The prime time debate was more entertaining than I had thought it would be. The winner there was Senator Ted Cruz. He was the most consistent, and arguably the best prepared. I also think Dr. Ben Carson was a surprisingly solid second.
Donald Trump came very close to embarrassing himself. He didn't quite fall over that imaginary line, but we all could see the line, and how close he was to it. As a result, he failed on temperament.
In the contretemps over massive and warrantless data gathering between Rand Paul and Chris Christie, I'd say Paul won by TKO, because Christie resorted to bluster, and tried unsuccessfully to use the 9/11 attacks as a shield for his own views.
Kasich? Meh. Rubio? Meh, except for the line about how Hillary Clinton could not possibly lecture him about living paycheck to paycheck because he was raised that way. Walker? Meh -- and he admitted as much.
I believed Jeb Bush when he said he was his own man, but he should have had a better answer for the question about whether people are right to worry about dynasties in American politics. If your dad and brother are both former presidents and you sound a little defensive when asked about that, then you're not the populist you claim to be.
Huckabee had some good lines, but not so many that he'll be memorable.
UPDATE: Friend Chuck emailed to say that he didn't think he and I watched the same debate. By way of explaining that comment, Chuck said that Trump seemed "not very much in control of himself." I agree with that, and thought I had said as much, because it's what I was getting at when I wrote that Trump "failed on temperament."
Chuck also said that he thinks Kasich and Walker came out of that debate as the candidates to watch, but I think he's wrong about that. Kasich benefited from what, for him, was "home field" advantage. Walker held his own, but his closing statement was a meandering bit about moral behavior. In fairness, the moderators probably derailed several closing speeches by asking in a preamble to closing statements that candidates explain whether they thought they had received a "word from God" about "what they should do and take care of first."

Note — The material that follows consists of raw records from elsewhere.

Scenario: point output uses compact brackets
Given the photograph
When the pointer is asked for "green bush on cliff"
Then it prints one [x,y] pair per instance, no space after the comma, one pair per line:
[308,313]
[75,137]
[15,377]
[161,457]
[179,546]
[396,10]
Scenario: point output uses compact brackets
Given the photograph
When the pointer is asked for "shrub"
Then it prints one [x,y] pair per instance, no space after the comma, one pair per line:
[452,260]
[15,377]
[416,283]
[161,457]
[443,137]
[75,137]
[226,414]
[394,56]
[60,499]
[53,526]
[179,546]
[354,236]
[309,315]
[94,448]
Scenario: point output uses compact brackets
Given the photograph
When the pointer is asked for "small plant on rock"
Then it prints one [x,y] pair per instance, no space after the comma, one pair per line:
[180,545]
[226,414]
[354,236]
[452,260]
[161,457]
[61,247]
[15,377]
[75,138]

It was an odd question and a tricky one, sent in from Facebook and perhaps designed to expose any candidate harboring some problematic combination of ego and presumed intimacy with our Creator.
But the question was posed first to Senator Ted Cruz, and his answer was masterful. "Well, I am blessed to receive a word from God every day in receiving the scriptures and reading the scriptures," Cruz answered. "And God speaks through the Bible." Cruz then personalized the answer by describing how Christian faith rescued his father from alcoholism. He finished by pivoting gracefully from that back to politics: "I would also note that scripture tells us, 'you shall know them by their fruit.' " The verse fit: "We see lots of 'campaign conservatives,' " Cruz explained, "But if we're going to win in 2016, we need a consistent conservative, someone who has been a fiscal conservative, a social conservative, a national security conservative."

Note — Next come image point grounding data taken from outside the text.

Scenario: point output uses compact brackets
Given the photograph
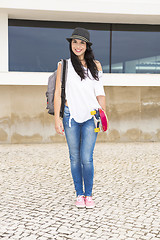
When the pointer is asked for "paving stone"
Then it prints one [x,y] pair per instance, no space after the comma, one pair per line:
[36,184]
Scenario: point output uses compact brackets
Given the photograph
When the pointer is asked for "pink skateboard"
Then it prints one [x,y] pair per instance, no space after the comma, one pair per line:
[100,120]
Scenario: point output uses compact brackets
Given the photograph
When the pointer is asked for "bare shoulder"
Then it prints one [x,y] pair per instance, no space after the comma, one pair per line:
[98,64]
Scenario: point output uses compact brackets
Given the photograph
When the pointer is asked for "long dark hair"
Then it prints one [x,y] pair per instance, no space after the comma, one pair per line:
[89,58]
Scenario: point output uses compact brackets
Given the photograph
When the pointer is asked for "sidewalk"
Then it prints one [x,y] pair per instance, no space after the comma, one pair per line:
[37,194]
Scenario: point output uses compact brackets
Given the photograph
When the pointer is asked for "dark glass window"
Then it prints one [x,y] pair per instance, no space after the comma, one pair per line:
[36,46]
[135,49]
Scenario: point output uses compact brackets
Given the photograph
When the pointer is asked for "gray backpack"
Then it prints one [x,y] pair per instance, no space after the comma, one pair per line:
[51,89]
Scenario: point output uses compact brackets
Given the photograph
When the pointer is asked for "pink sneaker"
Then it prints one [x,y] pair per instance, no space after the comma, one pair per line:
[89,202]
[80,201]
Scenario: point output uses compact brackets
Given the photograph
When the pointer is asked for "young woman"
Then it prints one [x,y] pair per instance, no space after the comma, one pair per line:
[84,93]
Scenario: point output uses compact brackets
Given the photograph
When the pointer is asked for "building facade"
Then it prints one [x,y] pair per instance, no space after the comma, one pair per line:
[125,38]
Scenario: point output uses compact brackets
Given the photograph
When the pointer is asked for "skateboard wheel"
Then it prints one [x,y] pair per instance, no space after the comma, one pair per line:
[93,112]
[97,129]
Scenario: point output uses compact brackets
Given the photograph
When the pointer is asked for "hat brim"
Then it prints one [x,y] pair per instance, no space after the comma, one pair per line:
[78,37]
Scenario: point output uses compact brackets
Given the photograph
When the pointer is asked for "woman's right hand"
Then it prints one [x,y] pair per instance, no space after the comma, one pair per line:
[59,126]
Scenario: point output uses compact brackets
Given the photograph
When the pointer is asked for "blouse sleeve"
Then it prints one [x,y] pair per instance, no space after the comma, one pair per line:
[99,90]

Kasich offered only "I believe in miracles" pabulum in response to the same query. Walker's endorsement of moral behavior was more original, but he also agreed with an article that had called him "aggressively normal," and that can be interpreted as refreshing or as self-sabotaging. To me, it sounded timid.
I think Chuck likes Kasich and Walker because, like him, they're midwesterners.
Chuck wants to hear more about entitlement reform, which is a good idea, but you know what? Chris Christie, not a midwesterner, said more about entitlement reform than the comparatively colorless Kasich and Walker.